The number \(e\) is an irrational number with an infinite decimal expansion that starts \(2.71828182845\ .\ .\ .\), which is used in finance and science as the base for an exponential function.

The time it takes for a material to decay to half of its original value. For example, the half-life of Carbon-14 is about 5,730 years. This means that if an object started with 10 micrograms of Carbon-14, then after 5,730 years it will have 5 micrograms of Carbon-14 left.
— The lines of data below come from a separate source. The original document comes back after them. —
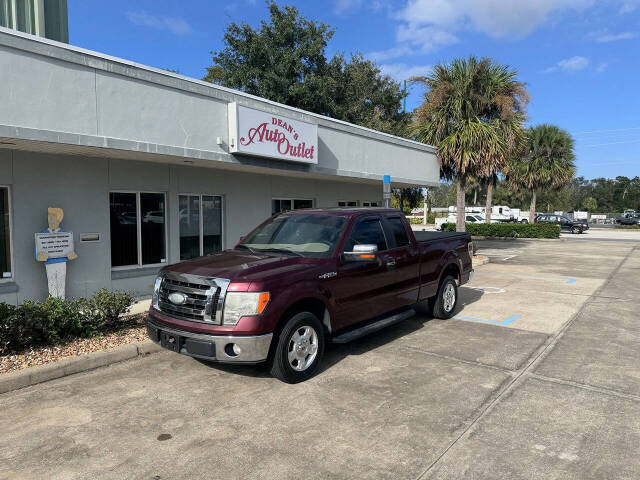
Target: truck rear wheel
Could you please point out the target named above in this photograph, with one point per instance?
(299, 350)
(443, 305)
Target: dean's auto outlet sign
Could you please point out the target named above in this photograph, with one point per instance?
(254, 132)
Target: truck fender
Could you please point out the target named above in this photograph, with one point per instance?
(449, 261)
(310, 297)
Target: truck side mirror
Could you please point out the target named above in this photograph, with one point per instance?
(362, 253)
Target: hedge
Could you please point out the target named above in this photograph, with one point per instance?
(515, 230)
(431, 218)
(53, 320)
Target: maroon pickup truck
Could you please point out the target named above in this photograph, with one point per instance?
(301, 279)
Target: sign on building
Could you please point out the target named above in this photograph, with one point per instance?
(55, 244)
(254, 132)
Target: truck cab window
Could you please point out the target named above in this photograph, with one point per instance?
(367, 232)
(398, 232)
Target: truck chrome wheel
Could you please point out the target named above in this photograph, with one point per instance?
(303, 348)
(449, 297)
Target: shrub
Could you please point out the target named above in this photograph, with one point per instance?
(514, 230)
(55, 319)
(431, 218)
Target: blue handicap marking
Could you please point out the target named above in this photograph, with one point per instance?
(508, 321)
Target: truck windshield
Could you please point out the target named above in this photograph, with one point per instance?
(312, 236)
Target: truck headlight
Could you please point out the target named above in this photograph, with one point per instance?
(156, 292)
(242, 304)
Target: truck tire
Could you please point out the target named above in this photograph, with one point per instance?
(443, 305)
(299, 349)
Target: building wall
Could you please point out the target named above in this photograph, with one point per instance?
(65, 95)
(81, 186)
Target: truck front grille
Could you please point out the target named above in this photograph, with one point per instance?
(203, 297)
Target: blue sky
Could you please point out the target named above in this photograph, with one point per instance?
(580, 58)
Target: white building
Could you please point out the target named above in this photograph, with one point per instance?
(151, 167)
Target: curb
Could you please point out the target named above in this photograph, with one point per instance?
(475, 237)
(478, 260)
(69, 366)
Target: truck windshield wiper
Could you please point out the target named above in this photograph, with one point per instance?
(287, 250)
(245, 247)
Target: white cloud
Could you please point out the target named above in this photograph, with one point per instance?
(570, 65)
(175, 25)
(615, 37)
(341, 7)
(628, 6)
(403, 71)
(426, 25)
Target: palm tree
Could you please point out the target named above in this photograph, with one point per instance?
(505, 102)
(548, 163)
(453, 117)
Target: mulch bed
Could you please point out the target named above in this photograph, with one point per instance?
(134, 332)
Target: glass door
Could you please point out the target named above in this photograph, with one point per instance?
(200, 225)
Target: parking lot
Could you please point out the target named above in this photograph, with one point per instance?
(537, 376)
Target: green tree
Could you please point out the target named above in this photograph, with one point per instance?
(547, 165)
(407, 198)
(454, 118)
(285, 60)
(590, 204)
(504, 106)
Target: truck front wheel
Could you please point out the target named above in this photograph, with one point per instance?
(443, 305)
(299, 350)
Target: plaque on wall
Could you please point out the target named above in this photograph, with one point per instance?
(54, 244)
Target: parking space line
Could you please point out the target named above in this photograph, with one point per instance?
(508, 321)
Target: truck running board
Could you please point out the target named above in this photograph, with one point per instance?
(373, 327)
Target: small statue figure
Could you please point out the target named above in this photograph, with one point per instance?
(56, 266)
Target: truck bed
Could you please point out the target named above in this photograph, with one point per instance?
(430, 236)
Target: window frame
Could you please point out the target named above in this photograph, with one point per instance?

The logarithm to base 10 of a number \(x\), written \(\log_{10}(x)\), is the exponent you raise 10 to get \(x\), so it is the number \(y\) that makes the equation \(10^y = x\) true. Logarithms to other bases are defined the same way with 10 replaced by the base, e.g. \(\log_2(x)\) is the number \(y\) that makes the equation \(2^y = x\) true. The logarithm to the base \(e\) is called the natural logarithm, and is written \(\ln(x)\).

A logarithmic function is a constant multiple of a logarithm to some base, so it is a function given by \(f(x) = k \log_{a}(x)\) where \(k\) is any number and \(a\) is a positive number (10, 2, or \(e\) in this course). The graph of a typical logarithmic function is shown. Although the function grows very slowly, the graph does not have a horizontal asymptote.

The natural logarithm of \(x\), written \(\ln(x)\), is the log to the base \(e\) of \(x\). So it is the number \(y\) that makes the equation \(e^y = x\) true.